Former NFL Players Sue League for Concealing Dangers of Head Injuries
Seventy-five former National Football League (NFL) players who say they have suffered many health problems due to multiple concussions have filed a lawsuit against the NFL, claiming the league has concealed information since the 1920s on the harmful effects of head injuries.
The lawsuit, filed in Superior Court in Los Angeles on Tuesday, July 19, alleges that the league failed to regulate practices, games, equipment, and medical care; and failed to reveal the dangers of head injuries to coaches, trainers, players, and the public until June 2010.
As Ken Belson and Alan Schwarz write in The New York Times,
The plaintiffs include many players who were active in the 1980s, including Mark Duper, a star wide receiver for the Miami Dolphins; Ottis Anderson, who played for the Giants; and Vernon Dean, who played with the Washington Redskins.
The players claim they sustained multiple concussions that were improperly diagnosed by team medical personnel, leading to short-term memory loss, headaches, vision problems and other ailments. The suit seeks an unspecified amount of damages above the jurisdictional minimum of $25,000.
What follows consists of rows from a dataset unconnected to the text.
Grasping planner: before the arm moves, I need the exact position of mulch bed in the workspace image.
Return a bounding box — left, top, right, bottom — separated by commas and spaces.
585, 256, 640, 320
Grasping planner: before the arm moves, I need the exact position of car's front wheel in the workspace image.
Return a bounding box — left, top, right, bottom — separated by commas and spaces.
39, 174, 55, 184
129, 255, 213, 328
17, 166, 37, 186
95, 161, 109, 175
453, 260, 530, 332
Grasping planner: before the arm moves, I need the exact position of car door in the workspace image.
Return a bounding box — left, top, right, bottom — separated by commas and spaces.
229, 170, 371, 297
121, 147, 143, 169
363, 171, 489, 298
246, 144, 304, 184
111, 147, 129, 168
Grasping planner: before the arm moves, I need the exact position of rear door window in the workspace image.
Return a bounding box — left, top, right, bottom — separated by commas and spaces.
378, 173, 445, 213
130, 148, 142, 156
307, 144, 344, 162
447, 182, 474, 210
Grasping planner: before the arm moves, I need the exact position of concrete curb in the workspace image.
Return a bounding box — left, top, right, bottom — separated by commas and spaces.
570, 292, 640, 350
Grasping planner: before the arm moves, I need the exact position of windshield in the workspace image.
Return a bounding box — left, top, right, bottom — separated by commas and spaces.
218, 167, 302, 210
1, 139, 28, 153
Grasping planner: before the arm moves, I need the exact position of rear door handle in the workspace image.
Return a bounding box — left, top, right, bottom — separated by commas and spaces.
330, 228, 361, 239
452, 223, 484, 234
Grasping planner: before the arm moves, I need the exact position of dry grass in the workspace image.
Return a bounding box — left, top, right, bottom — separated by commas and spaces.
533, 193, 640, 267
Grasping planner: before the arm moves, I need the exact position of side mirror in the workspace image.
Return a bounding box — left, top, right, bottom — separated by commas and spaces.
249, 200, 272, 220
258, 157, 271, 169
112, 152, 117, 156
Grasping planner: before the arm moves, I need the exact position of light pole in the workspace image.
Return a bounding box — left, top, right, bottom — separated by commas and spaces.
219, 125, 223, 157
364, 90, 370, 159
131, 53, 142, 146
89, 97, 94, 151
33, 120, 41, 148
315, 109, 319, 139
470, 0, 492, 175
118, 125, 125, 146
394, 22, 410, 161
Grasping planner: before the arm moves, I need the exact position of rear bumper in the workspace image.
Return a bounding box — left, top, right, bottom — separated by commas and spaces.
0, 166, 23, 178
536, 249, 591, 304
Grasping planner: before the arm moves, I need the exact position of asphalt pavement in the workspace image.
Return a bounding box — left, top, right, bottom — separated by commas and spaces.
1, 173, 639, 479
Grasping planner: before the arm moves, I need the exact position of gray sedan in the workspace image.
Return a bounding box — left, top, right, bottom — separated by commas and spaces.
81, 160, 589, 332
Thomas V. Girardi, one of the lawyers for the players, compared their injuries to those suffered by soldiers in wars. ‘They’re diminished and they’re not respected as injuries,’ he said. ‘You can’t get hit in the head this many times without causing a problem. You have very subtle injuries that manifest themselves, and there is no question that these young people are injured.’
The suit says the NFL’s medical committee on concussions, which was formed in 1994, came out with many studies saying that concussions have no long-term effect on the players’ health. A pamphlet the league began giving players in 2007 said, “Current research with professional athletes has not shown that having more than one or two concussions leads to permanent problems if each injury is treated properly.”
NFL spokesman Greg Aiello said the league “will vigorously contest any claims of this kind.” Riddell, a football helmet manufacturer, is named as a co-defendant in the suit. In a statement, Riddell said, “We have not yet reviewed the complaint, but it is our policy to not comment on pending litigation.”
In a Yahoo! Sports piece, Chris Chase writes:
It’s too early to tell whether this will be a blip in the NFL’s legal history or signal the start of a monumental shift in the game. If the lawsuit gains any traction, it could very well be the latter.
The Big Tobacco lawsuits are one obvious parallel. To be successful, former players would need to show that the league knew about the dangers of concussions and subsequently covered it up. Getting there would likely take millions of dollars in legal fees and years of trials and appeals. But even if the ultimate judgment isn’t gained, any hint of success could signal a blood-in-the-water moment for former players and, as Yahoo! Sports’ Jeff Passan wrote, open up a Pandora’s Box for the game of football.
In their negotiations for a new collective bargaining agreement, the league and the players have been discussing ways to make the game safer, to reduce chances for players to receive head injuries.